Anacharlie #7

[NOTE : Ce texte fait partie d’une oeuvre de fiction sur les attentats du 7 janvier 2015 dans les locaux de Charlie Hebdo. Cliquez ici pour retrouver l’histoire complète dans l’ordre !]

Ce mouvement de liesse populaire avait au moins eu l’avantage de permettre aux gens de sortir de chez eux et de discuter. Pour Daniel, c’était plus de relations sociales qu’il n’en avait eu sur ces trois dernières semaines. Si beaucoup s’enthousiasmaient des nouvelles mesures, n’aspirant qu’à un peu d’ordre et de calme (une chose somme toute légitime), d’autres partageaient néanmoins ses craintes. Il avait était rassuré de constater qu’il n’était pas le seul à s’inquiéter de cet état policier, et de son pouvoir désormais presque sans limite théorique. A la fin de la journée, Daniel s’était fait quelques amis, et une marche s’était organisée pour le lendemain. Peu d’entre eux y croyaient, mais ils étaient en revanche nombreux à penser que ça serait peut-être la dernière fois qu’ils pourraient exprimer leur mécontentement et défiler pour leur liberté.

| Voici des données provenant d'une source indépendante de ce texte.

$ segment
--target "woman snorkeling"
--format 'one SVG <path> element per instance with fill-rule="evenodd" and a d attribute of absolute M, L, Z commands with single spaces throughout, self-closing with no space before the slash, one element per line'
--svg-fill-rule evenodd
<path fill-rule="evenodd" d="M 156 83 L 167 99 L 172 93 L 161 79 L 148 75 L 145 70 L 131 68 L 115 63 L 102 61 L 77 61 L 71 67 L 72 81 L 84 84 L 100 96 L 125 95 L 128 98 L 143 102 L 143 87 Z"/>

Cette nouvelle journée commençait plutôt bien, le soleil étant à nouveau au rendez-vous. Davantage de monde trouverait la motivation pour venir parader sur les Champs-Élysées, et c’était un plus non négligeable. D’aucun voyaient déjà cette marche comme étant historique, un pile ou face démocratique aux enjeux encore inconnus. C’est la boule au ventre que Daniel sortit du hall de son appartement, encore secoué des affrontements dont il avait été témoin, mais rassuré de voir qu’il ne sortait pas seul. Accompagné de quelques voisins, il rejoignit rapidement la foule au point de rendez-vous.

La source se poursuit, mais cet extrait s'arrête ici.